È già giunta una reazione dell'UDC al referendum lanciato ieri dall'ex deputato socialista Nenad Stojanovic contro la legge di applicazione dell'iniziativa contro l'immigrazione di massa approvata lo scorso 16 dicembre dalle Camere federali.

È quella del consigliere nazionale Marco Chiesa, cui Nenad Stojanovic ha chiesto di aderire al comitato di sostegno dell'iniziativa. Lui non intende farlo e gliene spiega i motivi in una lettera.

"Ciao Nenad" esordisce Chiesa, "nell'ottica di chi ha voluto l'iniziativa popolare contro l'immigrazione di massa e dunque di chi sostiene i contingenti, i tetti massimi e la preferenza indigena, come ben sai, un referendum sulla legge d'applicazione é totalmente inefficace. Anche in caso di successo, il referendum non raggiungerebbe mai l'obiettivo di obbligare il Parlamento ad applicare alla lettera l'articolo 121a della nostra Costituzione, e anche questo tu come politologo lo sai fin troppo bene."
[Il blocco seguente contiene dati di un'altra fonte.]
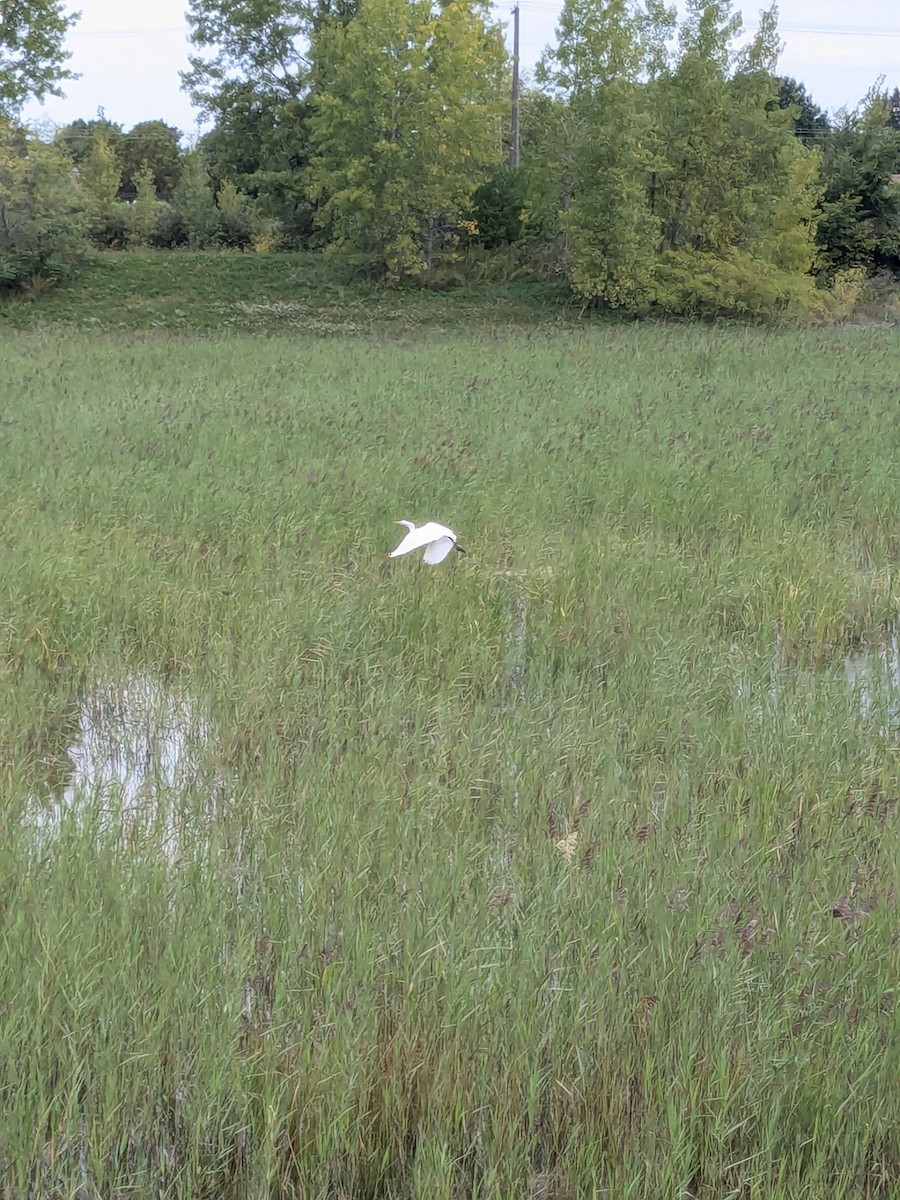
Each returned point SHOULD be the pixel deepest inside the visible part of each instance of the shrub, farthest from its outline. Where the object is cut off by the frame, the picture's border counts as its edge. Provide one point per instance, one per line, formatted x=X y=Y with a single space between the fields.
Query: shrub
x=41 y=229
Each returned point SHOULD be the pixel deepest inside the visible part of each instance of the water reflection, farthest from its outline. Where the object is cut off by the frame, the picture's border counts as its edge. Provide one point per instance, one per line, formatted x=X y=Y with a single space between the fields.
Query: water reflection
x=141 y=771
x=869 y=673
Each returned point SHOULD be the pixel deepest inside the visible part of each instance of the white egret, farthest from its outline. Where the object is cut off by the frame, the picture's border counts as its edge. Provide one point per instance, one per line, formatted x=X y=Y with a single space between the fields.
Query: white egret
x=437 y=539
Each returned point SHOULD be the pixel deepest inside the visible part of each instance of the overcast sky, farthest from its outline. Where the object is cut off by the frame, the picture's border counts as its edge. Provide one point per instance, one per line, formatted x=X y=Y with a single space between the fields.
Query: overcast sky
x=129 y=54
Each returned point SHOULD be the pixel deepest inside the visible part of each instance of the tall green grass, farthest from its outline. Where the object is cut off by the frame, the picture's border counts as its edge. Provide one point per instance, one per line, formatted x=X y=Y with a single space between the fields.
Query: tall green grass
x=564 y=869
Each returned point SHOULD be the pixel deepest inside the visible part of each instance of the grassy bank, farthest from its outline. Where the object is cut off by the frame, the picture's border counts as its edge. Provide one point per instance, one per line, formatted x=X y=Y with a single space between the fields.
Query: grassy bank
x=294 y=294
x=563 y=869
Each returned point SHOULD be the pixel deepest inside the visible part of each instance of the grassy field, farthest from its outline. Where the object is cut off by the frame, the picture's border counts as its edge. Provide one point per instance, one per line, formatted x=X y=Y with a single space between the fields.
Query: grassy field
x=564 y=869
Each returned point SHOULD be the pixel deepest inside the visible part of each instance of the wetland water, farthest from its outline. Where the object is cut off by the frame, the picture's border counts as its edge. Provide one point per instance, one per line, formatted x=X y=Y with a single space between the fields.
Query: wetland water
x=142 y=748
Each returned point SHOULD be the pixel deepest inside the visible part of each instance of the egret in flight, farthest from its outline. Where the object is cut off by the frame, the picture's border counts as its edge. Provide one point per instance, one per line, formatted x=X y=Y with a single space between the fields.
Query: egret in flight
x=437 y=539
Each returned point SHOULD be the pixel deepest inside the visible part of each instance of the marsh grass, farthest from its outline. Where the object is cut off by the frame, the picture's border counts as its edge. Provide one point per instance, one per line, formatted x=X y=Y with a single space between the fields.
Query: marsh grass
x=569 y=869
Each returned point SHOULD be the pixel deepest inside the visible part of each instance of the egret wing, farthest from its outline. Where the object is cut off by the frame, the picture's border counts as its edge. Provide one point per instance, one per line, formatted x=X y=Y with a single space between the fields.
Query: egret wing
x=438 y=550
x=413 y=540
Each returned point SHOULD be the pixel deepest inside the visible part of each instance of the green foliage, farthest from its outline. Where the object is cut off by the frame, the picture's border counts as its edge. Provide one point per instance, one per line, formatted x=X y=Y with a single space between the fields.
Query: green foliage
x=78 y=137
x=154 y=145
x=859 y=223
x=33 y=52
x=810 y=123
x=696 y=283
x=612 y=232
x=144 y=210
x=41 y=231
x=262 y=145
x=100 y=179
x=235 y=219
x=193 y=217
x=406 y=108
x=253 y=42
x=498 y=208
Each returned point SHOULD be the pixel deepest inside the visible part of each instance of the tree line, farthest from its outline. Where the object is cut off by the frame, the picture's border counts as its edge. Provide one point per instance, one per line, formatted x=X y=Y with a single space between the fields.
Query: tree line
x=665 y=165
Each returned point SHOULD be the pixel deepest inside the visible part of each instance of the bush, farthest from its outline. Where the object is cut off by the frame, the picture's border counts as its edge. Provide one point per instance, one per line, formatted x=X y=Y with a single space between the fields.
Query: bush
x=498 y=207
x=41 y=229
x=696 y=283
x=235 y=219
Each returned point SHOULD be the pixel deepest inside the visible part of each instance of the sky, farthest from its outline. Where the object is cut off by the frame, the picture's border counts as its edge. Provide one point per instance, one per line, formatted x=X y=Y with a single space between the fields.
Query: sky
x=129 y=55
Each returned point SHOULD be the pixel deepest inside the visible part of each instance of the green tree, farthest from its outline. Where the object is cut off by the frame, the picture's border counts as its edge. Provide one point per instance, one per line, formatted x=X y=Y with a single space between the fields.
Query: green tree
x=196 y=216
x=41 y=228
x=810 y=123
x=737 y=193
x=262 y=145
x=100 y=177
x=859 y=223
x=601 y=157
x=31 y=51
x=407 y=106
x=77 y=138
x=144 y=210
x=154 y=145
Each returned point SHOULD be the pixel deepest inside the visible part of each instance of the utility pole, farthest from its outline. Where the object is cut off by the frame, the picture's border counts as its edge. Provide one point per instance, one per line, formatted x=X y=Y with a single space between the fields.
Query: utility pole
x=514 y=151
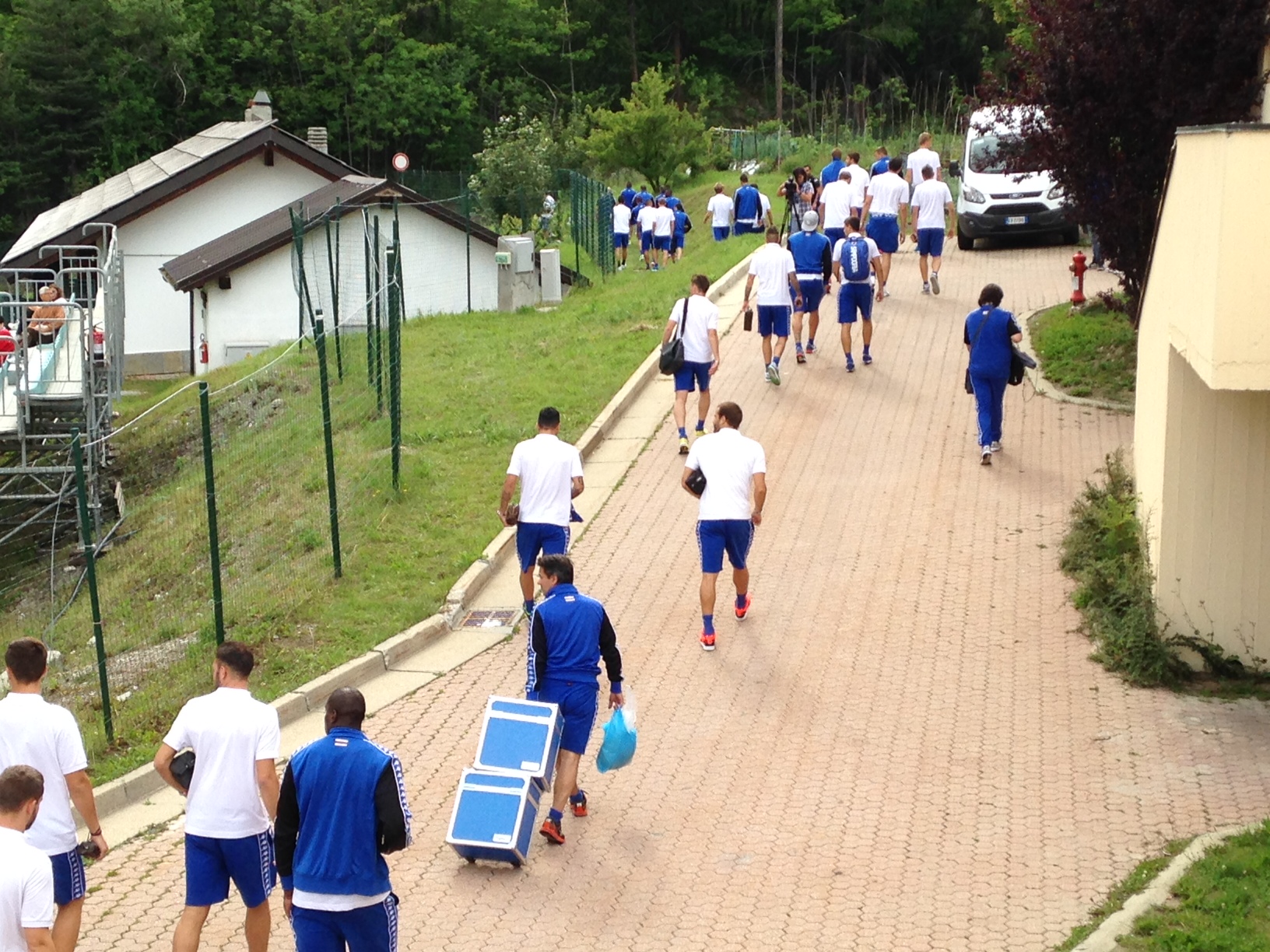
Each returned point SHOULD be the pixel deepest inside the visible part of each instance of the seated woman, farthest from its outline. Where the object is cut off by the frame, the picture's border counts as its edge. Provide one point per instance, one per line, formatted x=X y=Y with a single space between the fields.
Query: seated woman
x=46 y=319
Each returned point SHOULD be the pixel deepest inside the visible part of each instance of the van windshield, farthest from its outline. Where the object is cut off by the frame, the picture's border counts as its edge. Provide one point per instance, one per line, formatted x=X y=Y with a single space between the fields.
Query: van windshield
x=1002 y=155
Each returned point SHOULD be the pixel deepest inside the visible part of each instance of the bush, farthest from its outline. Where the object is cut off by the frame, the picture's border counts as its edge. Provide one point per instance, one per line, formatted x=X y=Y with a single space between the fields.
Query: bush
x=1105 y=554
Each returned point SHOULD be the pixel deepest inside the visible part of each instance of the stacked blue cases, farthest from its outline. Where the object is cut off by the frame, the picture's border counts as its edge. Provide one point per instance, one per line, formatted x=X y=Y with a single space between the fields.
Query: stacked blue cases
x=496 y=805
"Il tuo partito e i suoi rappresentanti, come altri, felici per aver sabotato il volere popolare, non cambieranno certo idea sul 9 febbraio" prosegue il parlamentare UDC. "Persevereranno nell'assecondare l'Unione europea, se non addirittura peggio facendosi suggerire i nostri articoli della legge come abbiamo sentito dalle tanto improvvide quanto sincere parole della portavoce Mina Andreeva. Il ritorno alla casella 0, dunque alla legge sugli stranieri precedente, con tutti i partiti della Berna federale chiaramente schierati a sostegno della linea eurocompatibile, paurosi di possibili rappresaglie di Bruxelles, aggrappati agli accordi bilaterali e alla libera circolazione, non permetterebbe di migliorare la situazione istituzionale e politica. Una situazione che ritengo, come immagino anche tu, indegna per una democrazia diretta e socioeconomicamente dannosa, in particolare, per il Canton Ticino."

"Peccato caro Nenad di non aver sentito la tua autorevole voce di sinistra alzarsi contro questa infame legge e le subdole furbizie partitiche prima della votazione finale di qualche settimana fa alle Camere" scrive ancora Chiesa. "Magari avresti potuto influenzare il presidente del tuo partito e alcuni rappresentanti socialisti."

"Al contrario, mi attiverò con forza per la buona riuscita dell'iniziativa in gestazione per la disdetta della libera circolazione. Dopo quanto visto e sentito alle Camere questa é la vera battaglia per la Svizzera e per il Ticino. Le tempistiche per il lancio della raccolta firme sono quelle dichiarate pubblicamente sia dall'UDC che dall'ASNI" conclude Chiesa. "A tempo debito ti invierò dunque il formulario per la sottoscrizione. Buone feste a te e ai tuoi cari, Marco."

"Ps: Non ti dispiacerà se rendo pubblica questa mia posizione sul referendum alla luce del fatto di rappresentare l'UDC al Nazionale."